Veranstaltungen 15. Wissenschaftliche Tagung am 20. und 21. Juni 2024

Datenerhebung, Datenqualität und Datenethik in Zeiten von künstlicher Intelligenz

Large Language Models and Natural Language Processing (NLP) in the social sciences: A validation framework for measuring social science constructs

Lukas Birkenmaier1, Prof. Dr. Claudia Wagner2, Dr. Clemens Lechner1

Abstract

Guidance on how to validate computational text-based measures of social science constructs is fragmented. While social science scholars generally acknowledge the importance of validating their text-based measures, they often lack common terminology and a unified framework to do so. This paper introduces ValiTex, a new validation framework designed to assist scholars in validly measuring social science constructs based on textual data. ValiTex prescribes researchers to demonstrate three types of validity evidence: substantive evidence (outlining the theoretical underpinning of the measure),structural evidence (examining the properties of the text model and its output), and external evidence (testing for how the measure relates to independent information). In addition to the framework, ValiTex offers valuable practical guidance through a checklist that is adaptable for different use cases.The checklist clearly defines and outlines specific validation steps while also offering a knowledgeable evaluation of the importance of each validation step to establish validity.

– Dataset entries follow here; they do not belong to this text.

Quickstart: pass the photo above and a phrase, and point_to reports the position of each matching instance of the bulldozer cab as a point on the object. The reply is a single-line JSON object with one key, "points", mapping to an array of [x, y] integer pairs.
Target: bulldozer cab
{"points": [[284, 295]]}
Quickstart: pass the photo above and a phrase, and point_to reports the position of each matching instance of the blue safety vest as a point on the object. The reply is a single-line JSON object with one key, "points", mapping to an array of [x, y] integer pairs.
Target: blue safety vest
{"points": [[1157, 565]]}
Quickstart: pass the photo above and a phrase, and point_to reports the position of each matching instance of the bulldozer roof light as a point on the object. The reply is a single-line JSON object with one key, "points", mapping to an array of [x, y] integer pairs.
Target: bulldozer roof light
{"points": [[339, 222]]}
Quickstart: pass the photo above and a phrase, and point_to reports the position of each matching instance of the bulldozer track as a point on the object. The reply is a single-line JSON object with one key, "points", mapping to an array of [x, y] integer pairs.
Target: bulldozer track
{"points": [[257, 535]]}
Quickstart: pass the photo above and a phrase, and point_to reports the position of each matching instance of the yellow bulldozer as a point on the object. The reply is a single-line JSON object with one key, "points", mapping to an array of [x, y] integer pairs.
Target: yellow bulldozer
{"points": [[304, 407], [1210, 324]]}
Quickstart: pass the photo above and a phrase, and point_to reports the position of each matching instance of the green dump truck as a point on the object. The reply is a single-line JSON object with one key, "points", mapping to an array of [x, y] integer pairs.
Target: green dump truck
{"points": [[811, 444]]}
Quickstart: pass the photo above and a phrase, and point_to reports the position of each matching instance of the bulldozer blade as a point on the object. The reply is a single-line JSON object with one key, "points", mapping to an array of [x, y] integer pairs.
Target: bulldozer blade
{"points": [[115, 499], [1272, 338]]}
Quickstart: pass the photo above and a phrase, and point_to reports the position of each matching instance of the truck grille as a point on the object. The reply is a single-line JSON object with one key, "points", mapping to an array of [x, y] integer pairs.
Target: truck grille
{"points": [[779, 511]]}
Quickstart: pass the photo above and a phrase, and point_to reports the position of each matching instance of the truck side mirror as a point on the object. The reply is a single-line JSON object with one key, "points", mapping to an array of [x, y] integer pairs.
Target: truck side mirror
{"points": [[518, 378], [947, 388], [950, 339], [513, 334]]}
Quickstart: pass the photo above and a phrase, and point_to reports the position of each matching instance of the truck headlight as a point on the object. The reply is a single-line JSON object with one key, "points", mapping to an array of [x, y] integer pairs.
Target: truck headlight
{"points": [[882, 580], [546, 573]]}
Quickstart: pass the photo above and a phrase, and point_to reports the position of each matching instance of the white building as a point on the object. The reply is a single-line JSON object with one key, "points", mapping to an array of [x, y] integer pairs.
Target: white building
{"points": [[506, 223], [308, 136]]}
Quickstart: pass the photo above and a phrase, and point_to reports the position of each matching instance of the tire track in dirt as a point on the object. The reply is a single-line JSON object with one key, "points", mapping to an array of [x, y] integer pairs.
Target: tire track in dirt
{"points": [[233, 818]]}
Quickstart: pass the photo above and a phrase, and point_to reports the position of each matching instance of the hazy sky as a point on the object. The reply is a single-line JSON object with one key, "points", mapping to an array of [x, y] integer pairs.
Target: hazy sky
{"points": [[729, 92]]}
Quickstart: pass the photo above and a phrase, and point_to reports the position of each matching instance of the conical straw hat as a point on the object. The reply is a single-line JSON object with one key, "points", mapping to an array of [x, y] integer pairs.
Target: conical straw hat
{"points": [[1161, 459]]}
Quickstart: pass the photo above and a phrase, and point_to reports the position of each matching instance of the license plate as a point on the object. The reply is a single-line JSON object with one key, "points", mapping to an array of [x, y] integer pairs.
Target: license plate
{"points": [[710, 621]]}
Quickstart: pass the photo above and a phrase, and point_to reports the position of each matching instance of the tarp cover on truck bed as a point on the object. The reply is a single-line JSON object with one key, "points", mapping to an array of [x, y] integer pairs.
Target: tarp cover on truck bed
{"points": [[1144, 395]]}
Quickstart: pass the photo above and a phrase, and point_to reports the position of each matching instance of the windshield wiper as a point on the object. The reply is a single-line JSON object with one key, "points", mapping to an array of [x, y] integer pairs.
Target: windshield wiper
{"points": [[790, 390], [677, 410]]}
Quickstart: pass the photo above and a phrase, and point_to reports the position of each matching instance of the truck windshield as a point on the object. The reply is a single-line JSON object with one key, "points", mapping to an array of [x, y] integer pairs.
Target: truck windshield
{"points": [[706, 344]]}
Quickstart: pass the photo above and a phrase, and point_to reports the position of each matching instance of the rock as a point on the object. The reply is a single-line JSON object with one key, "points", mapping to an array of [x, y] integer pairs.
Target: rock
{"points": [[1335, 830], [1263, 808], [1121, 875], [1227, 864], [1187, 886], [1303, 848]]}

We demonstrate the usefulness of the framework by applying it to a common use case in research on society: the detection of sexism from social media data. This application shows how ValiTex can be used in an area of great social significance, helping to identify and analyze subtle and explicitforms of sexism in online discourse. This is particularly relevant for politicians, researchers, and official statisticians, as it provides insights into social trends and public opinions.

In conclusion, ValiTex represents a crucial step towards a more rigorous and systematic methodology in social science research. It addresses an urgent need for standardized validation procedures in an era where text-based data is increasingly significant. With ValiTex, researchers, politicians, and official statisticians can conduct more reliable and meaningful analyses, ultimately leading to better informed and substantiated public policy and social discourse.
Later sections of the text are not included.